8 chat sohbet // May 7, 2009 at 1:43 pm
Yeah, I have to comment on that too- what was with the wall?
9 Intelligent Decisions Go Beyond the Normal Ups and Downs // Jun 15, 2009 at 4:36 pm
[...] http://blogs.gartner.com/jim_sinur/2009/01/02/scenario-planning-is-no-longer-optional/ [...]
10 Why Isn’t Strategy a Bad Word in Down Times? // Jul 1, 2009 at 6:28 pm
[...] http://blogs.gartner.com/jim_sinur/2009/01/02/scenario-planning-is-no-longer-optional/ [...]

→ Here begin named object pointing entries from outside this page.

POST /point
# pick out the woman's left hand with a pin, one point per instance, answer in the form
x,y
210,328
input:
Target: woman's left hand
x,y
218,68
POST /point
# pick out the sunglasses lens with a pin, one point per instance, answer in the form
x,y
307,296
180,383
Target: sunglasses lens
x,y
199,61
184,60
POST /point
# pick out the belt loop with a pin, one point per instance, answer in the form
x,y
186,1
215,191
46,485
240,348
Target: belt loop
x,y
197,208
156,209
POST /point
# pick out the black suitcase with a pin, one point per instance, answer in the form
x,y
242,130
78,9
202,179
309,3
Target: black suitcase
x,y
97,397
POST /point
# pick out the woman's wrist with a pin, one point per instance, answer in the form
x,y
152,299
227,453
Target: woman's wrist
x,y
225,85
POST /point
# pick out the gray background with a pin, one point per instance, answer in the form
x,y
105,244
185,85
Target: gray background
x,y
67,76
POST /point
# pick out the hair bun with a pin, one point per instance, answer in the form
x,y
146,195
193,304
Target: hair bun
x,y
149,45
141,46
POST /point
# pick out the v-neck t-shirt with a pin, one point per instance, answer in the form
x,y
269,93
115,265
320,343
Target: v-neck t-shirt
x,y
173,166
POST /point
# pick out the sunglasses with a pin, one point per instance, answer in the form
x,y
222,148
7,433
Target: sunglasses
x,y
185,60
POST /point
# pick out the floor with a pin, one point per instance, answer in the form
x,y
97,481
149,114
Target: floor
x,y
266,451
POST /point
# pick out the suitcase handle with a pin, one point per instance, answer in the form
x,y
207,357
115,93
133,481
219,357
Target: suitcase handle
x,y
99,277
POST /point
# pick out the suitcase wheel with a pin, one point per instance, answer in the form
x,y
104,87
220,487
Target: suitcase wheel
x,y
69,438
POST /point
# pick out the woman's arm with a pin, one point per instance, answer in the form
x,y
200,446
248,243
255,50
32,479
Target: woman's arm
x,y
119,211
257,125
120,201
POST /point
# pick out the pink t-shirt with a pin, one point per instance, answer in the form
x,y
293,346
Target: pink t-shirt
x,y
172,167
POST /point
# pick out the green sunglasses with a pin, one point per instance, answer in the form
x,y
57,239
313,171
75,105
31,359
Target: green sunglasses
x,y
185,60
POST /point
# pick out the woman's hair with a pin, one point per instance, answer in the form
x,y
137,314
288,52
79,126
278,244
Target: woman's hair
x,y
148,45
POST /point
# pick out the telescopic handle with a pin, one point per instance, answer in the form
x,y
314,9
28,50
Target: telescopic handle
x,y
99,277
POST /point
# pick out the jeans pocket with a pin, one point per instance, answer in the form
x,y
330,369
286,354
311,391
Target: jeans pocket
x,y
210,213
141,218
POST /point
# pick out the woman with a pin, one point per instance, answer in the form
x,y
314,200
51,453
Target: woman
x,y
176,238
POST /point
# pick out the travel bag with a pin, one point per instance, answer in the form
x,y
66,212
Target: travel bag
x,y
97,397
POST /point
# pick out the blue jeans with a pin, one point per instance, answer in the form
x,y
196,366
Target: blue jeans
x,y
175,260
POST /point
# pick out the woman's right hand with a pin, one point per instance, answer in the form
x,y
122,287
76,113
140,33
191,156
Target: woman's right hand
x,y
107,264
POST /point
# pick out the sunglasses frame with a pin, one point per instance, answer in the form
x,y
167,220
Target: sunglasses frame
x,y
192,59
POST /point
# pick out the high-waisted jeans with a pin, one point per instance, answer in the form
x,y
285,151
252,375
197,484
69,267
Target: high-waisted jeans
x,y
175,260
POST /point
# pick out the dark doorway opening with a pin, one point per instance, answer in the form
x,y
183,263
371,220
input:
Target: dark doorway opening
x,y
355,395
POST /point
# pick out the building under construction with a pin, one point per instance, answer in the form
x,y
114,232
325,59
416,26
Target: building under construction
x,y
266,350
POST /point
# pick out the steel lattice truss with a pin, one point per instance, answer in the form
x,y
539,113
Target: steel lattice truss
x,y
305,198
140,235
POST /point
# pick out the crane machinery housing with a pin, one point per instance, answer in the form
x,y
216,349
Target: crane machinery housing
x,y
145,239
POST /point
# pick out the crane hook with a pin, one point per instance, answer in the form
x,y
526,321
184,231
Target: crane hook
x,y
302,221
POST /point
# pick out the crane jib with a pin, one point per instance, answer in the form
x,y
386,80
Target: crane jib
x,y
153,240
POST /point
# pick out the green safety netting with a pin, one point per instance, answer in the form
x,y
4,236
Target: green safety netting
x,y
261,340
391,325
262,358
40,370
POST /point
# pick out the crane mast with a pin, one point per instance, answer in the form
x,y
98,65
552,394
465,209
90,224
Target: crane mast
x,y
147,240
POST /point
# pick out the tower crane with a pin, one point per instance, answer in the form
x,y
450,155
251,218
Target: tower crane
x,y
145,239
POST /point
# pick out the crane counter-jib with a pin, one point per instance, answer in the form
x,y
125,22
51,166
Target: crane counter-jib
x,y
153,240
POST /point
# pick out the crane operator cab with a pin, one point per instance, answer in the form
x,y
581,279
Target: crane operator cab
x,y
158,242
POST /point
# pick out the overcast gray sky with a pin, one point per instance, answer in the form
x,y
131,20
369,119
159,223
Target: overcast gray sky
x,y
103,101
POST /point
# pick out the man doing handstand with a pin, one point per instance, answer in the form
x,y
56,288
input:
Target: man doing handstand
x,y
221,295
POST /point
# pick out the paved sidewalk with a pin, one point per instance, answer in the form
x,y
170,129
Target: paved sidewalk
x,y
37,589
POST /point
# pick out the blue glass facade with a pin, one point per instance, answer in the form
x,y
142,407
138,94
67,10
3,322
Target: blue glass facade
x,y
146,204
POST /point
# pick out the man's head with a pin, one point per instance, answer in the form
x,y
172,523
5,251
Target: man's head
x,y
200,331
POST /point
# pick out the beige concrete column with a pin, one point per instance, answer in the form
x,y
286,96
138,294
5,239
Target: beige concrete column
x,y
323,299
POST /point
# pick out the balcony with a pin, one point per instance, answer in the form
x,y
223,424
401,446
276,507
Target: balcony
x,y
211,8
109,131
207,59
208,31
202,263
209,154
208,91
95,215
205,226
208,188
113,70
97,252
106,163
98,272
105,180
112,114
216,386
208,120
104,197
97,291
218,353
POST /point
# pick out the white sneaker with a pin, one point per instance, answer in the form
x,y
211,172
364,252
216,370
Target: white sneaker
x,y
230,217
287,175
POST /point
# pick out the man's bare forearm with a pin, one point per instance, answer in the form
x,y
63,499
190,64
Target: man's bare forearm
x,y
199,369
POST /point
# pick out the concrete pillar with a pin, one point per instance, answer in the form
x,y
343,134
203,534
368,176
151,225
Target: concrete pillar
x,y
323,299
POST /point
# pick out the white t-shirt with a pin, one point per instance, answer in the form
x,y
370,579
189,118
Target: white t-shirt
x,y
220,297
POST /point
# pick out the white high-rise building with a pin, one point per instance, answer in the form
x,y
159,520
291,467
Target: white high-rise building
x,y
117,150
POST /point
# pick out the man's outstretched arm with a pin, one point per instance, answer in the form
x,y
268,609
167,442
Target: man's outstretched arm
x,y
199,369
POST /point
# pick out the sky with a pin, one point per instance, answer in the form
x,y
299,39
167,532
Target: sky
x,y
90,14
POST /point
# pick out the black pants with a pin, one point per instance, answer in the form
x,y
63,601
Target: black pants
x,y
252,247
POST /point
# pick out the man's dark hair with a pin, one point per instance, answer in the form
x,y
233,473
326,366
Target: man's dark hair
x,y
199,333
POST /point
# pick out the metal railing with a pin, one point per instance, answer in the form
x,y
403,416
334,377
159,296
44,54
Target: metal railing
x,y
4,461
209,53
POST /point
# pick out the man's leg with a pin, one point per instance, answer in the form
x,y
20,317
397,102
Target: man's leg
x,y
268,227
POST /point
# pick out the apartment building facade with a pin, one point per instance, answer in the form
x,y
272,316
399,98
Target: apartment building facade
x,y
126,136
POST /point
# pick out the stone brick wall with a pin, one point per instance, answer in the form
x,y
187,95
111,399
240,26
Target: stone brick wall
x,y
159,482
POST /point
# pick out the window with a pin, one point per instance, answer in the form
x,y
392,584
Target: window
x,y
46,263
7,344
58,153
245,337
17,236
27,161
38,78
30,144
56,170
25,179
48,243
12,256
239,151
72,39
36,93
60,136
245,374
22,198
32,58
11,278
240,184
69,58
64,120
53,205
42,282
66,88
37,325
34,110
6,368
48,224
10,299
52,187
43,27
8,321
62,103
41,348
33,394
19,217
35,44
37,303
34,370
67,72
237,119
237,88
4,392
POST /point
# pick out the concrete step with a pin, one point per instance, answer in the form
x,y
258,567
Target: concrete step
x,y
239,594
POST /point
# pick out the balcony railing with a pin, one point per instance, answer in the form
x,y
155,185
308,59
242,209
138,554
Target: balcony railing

11 Peter Kennedy // Jul 15, 2009 at 9:10 pm
Those lucky firms that entered the economic recession in a relatively strong position may enjoy the freedom to now engage in long-term strategic planning a la scenarios. But for the majority of firms not as fortunate, the temptation is to “hunker down” in a nearly perfectly reactive mode, waiting for the market to turn up or for the fog to at least lift a little. I believe there is a valuable middle ground between the two extremes: Using 1-3 year mini-scenarios to evaluate risks, stress-test current plans, prioritize decisions and, yes, identify opportunities ahead of the competition. The idea is not to predict whether we’re headed to a U-shaped recovery or a L-shaped stagnation or any other variant…but rather to rigorously explore all plausible short- to medium-term outcomes for the economy and all meaningful sectors within it. Take all these plausible “futures” seriously. Think hard about how each scenario challenges (or reaffirms) your current plans and direction. Find common threads and elements and let them inform how you act. Most importantly, make this a senior leadership exercise, so everyone “gets it” and feels ownership over the result (that may make many feel uncomfortable, in a healthy kind of way).